There is even an example of a child checking for "reality" at SVS when she arrives by showing her picture to the art teacher (sorry, art staff )

In my ESL school, any judgmental work I allow the children to judge. They soon learn that I will accept anything they say is good. I never judge. The result is that although initially they are happy to dump all kinds of stuff on my lap as "finished", they soon become their own sevearest critics!

Boy! I could tell some stories!

post #11 of 15
Right. I am reading the Continuum Concept, Alexander, and Liedloff makes similar points.

I just hope I haven't 'ruined' Spanky by being to generous with the praise. Everything he does just THRILLS me! I get so excited! Well, what if I just stop praising his developments and efforts? Won't that throw him? And what about everyone else that does it in his life? I can't make them stop. Arrgghhh... ARGH!
post #12 of 15
In trying to control how the rest of the world intereacts with my children (ok - I am a little compulsive) I limited my efforts to our close family - grandparents and aunts/uncles of the children.

I asked my parents and in-laws to "help me" by limiting their compliments to positive behavior.....I knew they'd love to praise up their grandsons/nephews, so I asked that it be for things I felt mattered.

Specifically, I asked them not to praise the boys for being "cute", "handsome" "good-looking" or other such superficial (IMO) traits.....instead, notice and comment when they are cooperative, helpful, considerate, polite, responsible, etc. This only served to make me seem even more of a control-freak/wacko than before....but they all have pretty much done as I asked.

I try not to overdo it with my enthusiam, mostly because I want my little ones to learn to be pleased with themselves, and to acheive for their own self-satisfaction. But it is hard, 'cause of course they are brilliant, and everything they do IS wonderful!

BTW - the "good sneezing" comment from grandma is too funny - reminds me of the time DH was so proud of weeks old Jadon for his great pooping.....
post #13 of 15


I agree with alot of what you said Melody

I actually believe its quite insulting to over praise. Children are innately social, they do what their species do, to point that out (sneezing or listening for Gods sake PLEEEEEEEZ) can really affect a childs esteem. The ordinary things are just that, even the cute stuff I think I have to be mindful of. I prefer to say things like "I really love that" or "wow i think what you did is wonderful" than overdoing it.

When my ds does something that he looks jazzed about, I validate it with delight (I mean I adore him to bits) even my partner has caught himself calling him a good boy and looked at me and said "you know I have to stop saying that, it feels really wrong"
I agree with him.
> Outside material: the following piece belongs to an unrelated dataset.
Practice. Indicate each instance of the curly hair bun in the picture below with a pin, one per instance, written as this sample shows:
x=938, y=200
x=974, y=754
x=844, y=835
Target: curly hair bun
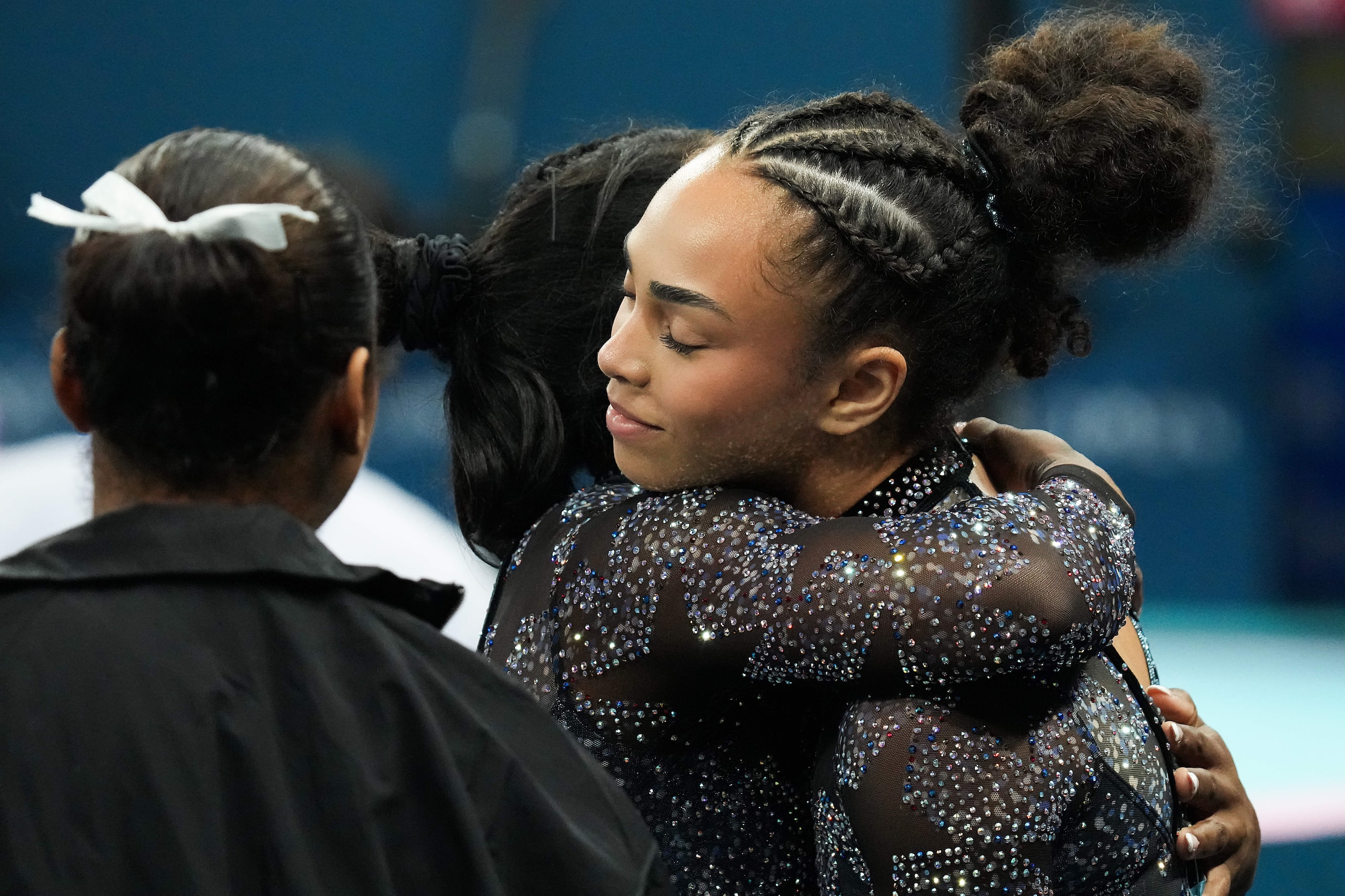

Id never tell my ds he is bad or done a "bad" thing so using words like "good" can possibly be just as harmful perhaps.
Anyway, cheers everyone
post #14 of 15
Being a fake parent has other side effects too. Like parents that just keep telling their kids to "stop doing this" or "don't do that".... Noisy isn't it. And kids tune out.

post #15 of 15
Has anybody read "Punished by Rewards" by Kohn? It has an entire chapter on praise, which backs up with research exactly what peacemama said about offering specific feed back instead of praise.

My kids and I have always done a lot of art work at home and I have taken this approach. Now we are in a pottery class with other moms and kids and listening to the other moms drives me crazy. It is also odd to watch how some of the kids are more concerned that their peice looks really good rather than that they are the ones who work on it, so they prefer their moms to do the work for them. My kids, on the other hand, don't want me to touch their pieces and love their own work. (It is my job to make sure that they are put together well enough that they won't fall apart during firing, so have I touch them a little)

I think saying something is "good" is passing a judgement just as saying it is "bad" would be passing a judgement, and that the less we pass judgement on what they do, the better.